And mercifully, he ends it all with this:

I don’t believe in God—at least, not a God described in any text I know of—but I do believe in free will.

The way this is framed seems to me like Horgan thinks we should have some unjustified belief and that our skepticism is some kind of deficiency. He doesn’t believe in God, but he does believe in free will. Why not say you don’t believe in God and you believe in free will? Is not believing in a God supposed to be some sort of defect for which we need to counter with belief in other nonsense? If his position is as empirically supported as he kind of sort of seems to claim at certain points in this blog post, then it shouldn’t matter which other unrelated positions you hold. If you just go by evidence, you don’t have to worry about that.

But it seems like in this case, Horgan doesn’t care much about the evidence.
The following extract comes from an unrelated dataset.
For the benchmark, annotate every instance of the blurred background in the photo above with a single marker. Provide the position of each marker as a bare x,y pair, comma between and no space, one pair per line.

He acknowledges it exists, but then ignores it. There’s no criticism of the scientists’ methodology or interpretations. He doesn’t even call for repeated experiments or further peer review. His case for free will is all just a bunch of fluff of the sort you’d get in angry letters creationists send to Scientific American.

And maybe we all have a little Sacred Cow somewhere that needs some critical examination. For some people, it’s a lot easier to kill off belief in the big God that exists somewhere out there than it is to do the same for the little God inside. And maybe we’ll never rid even ourselves of all irrational beliefs, but we might as well attack the ones we can recognize, popular or otherwise.